The challenge I had logging the raw messages where their sheer size - 10K and when you are looking at 4-6 legs of a transaction - client request, client response, endpoint request, endpoint response, and other transaction paths that sometimes seem recursive, we have 50K of logging for a single transaction - times 3 to 5 million transactions per day - that is 150 GB to 250 GB per day of logging !

The easiest solution was to look into compression - how much time would compressing the data stream before logging it take ? Would this impact transaction processing time ? How was the raw messages used ? If we compress the message, what needs to occur on applications on the other end, what language and platform are they written in, what is a portable algorithm ?

It turns out the these messages contains many repeating unused fields with default values - these compress very well:

image001.png

Enter gzip - On our platform Java’s GZipInputStream and for our clients tools the .NET GZipStream.

How did this work out ?

raw_size comp_size Compression %
------------------------------------------
3975 393 90.1
10599 484 95.4

How much disk storage and SAN space and upgrades were saved ;) Priceless.

Measuring External Duration of Endpoints

stopwatch.jpeg

We performed load testing a of new application with a client recently and a recurring question repeatedly came up: “How long was the transaction in OLS.Switch and how long was it at the endpoint ?”

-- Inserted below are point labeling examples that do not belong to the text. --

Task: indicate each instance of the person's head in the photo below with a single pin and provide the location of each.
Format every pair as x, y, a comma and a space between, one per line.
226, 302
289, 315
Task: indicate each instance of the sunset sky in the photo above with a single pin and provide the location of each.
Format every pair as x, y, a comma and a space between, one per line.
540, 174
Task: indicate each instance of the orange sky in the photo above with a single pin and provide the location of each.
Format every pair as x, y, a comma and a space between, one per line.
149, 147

It is an important question - one that is used to monitor application performance as well as to assist in troubleshooting purposes - and one we can clearly answer - the transaction took - a total of 5.6 seconds - and we waited up to our configured endpoint timeout of 5 seconds before we timed-out the transaction. Or - the transaction took 156 ms - 26 ms of those against a local response simulator.

In our application we use a profiler to trace execution time of each of our Transaction Participants: In which we see in our application logs as:

A normal transaction:

open [0/0]
parse-request [7/7]
create-***-tranlog [9/16]
populate-****-tranlog [1/17]
validate-***** [42/59]
validate-***** [1/60]
validate-**** [0/60]
create-*****-request [24/84]
query-** [26/110]
prepare-**-response [40/150]
close [6/156]
send-response [0/156]
end [157/157]

A timed-out transaction:

open [2/2]
parse-request [23/25]
create-***-tranlog [91/116]
populate-***-tranlog [1/117]
validate-*** [67/184]
validate-***-card [31/215]
validate-** [1/216]
create-****-request [32/248]
query-*** [5000/5248]
prepare-***-response [67/5315]
close [284/5599]
send-response [0/5599]
end [5600/5600]

(* note these traces are from a test app running on my macbook and are for illustrative purposes only *)

While we can answer the question by reviewing application logs - it is harder to perform any analysis on a series of transactions, specifically for external duration. We can do currently for total duration, however - this is valuable from the device perspective for how long a transaction took to process.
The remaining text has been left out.